# t-shirt tagging



## barron (Mar 14, 2008)

So I have a t-shirt concept in mind. A concern I have is that I dont want to start up my concept with "xyz clothing" logos printed on the t's and a Hanes tag on the inside. It's my endeavor to build a brand of clothing from the very start so how do I get my company tag in (or on) the shirts??


----------



## HANGARSIXCO (Dec 28, 2007)

First off, congrats on your new endeavor!
You can do a few things, there are a handful of companies on this site that manufacturer woven or heat transfer labels. Usually in low numbers for a fair price. You can cut the Hanes label off and sew your own woven labels on, or heat transfer your labels on. I have seen allot of companies who sell in high end boutiques in L.A and N.Y that cut labels off of shirts from companies like, Continental, American Apparel, Royal Apparel and others; and sew or screen print there own labels on. This is not looked down upon and can save you allot of money on ordering blanks.

Hope this helps.
Chris
Hangar Six Co.


barron said:


> So I have a t-shirt concept in mind. A concern I have is that I dont want to start up my concept with "xyz clothing" logos printed on the t's and a Hanes tag on the inside. It's my endeavor to build a brand of clothing from the very start so how do I get my company tag in (or on) the shirts??


----------



## barron (Mar 14, 2008)

hey Chris,
thanks for the in put.
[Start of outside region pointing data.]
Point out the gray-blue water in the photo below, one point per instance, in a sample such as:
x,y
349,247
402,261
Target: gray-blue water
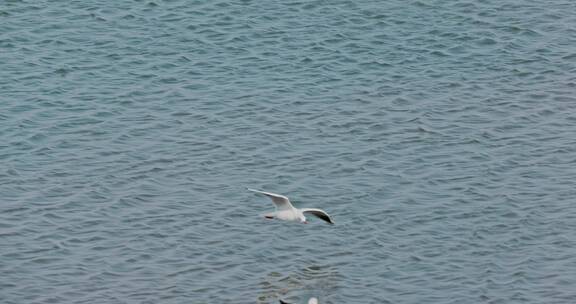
x,y
440,136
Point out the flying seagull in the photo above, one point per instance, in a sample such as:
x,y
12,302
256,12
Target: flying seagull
x,y
311,301
285,210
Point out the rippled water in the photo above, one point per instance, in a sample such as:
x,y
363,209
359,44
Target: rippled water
x,y
440,135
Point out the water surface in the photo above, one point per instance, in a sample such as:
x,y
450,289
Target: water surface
x,y
440,135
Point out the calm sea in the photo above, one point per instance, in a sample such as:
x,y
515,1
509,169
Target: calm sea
x,y
439,135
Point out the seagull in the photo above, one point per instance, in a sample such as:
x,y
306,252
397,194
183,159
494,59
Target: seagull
x,y
285,210
311,301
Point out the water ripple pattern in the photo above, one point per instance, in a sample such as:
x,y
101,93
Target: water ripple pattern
x,y
440,135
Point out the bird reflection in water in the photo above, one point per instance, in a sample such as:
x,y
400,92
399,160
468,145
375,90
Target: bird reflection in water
x,y
299,286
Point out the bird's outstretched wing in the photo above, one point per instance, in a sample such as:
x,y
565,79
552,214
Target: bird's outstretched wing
x,y
318,213
281,202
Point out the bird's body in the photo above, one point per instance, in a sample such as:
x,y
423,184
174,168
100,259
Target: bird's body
x,y
285,211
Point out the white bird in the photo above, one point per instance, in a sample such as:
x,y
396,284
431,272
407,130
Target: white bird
x,y
285,210
311,301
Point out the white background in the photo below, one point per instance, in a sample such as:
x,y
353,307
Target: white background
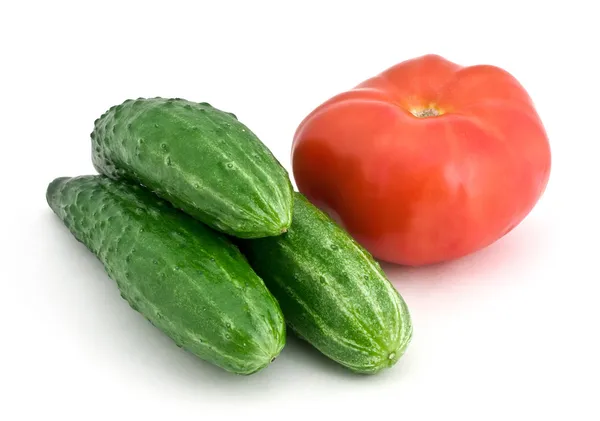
x,y
508,333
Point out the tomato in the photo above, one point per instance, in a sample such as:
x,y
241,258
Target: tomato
x,y
426,162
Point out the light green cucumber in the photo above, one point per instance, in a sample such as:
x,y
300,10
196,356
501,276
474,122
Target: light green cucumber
x,y
332,292
186,279
201,159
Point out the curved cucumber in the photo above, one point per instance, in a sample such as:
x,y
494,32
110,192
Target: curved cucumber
x,y
332,292
186,279
201,159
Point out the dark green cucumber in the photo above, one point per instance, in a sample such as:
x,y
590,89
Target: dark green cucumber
x,y
332,292
201,159
186,279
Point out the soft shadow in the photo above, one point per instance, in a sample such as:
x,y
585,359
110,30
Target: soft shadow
x,y
524,243
134,344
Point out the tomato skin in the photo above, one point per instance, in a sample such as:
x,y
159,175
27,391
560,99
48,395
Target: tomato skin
x,y
420,190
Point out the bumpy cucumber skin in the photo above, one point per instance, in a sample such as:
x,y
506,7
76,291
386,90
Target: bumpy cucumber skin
x,y
201,159
186,279
332,292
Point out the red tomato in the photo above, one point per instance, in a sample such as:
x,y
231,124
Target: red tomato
x,y
427,161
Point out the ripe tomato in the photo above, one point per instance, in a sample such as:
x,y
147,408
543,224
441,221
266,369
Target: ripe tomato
x,y
427,161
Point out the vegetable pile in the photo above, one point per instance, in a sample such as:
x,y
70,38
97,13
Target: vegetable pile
x,y
198,224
I'm in the bay area are you in so cal??


----------



## HANGARSIXCO (Dec 28, 2007)

Yes we are, good old L.A 
Any help needed just let us know.

Chris 
Hangar Six Co.



barron said:


> hey Chris,
> thanks for the in put. I'm in the bay area are you in so cal??


----------



## sonambulo (Sep 22, 2007)

some companies like article 1 and tultex have tearaway labels which would be a lot cleaner and tagless threads prints custom labels


----------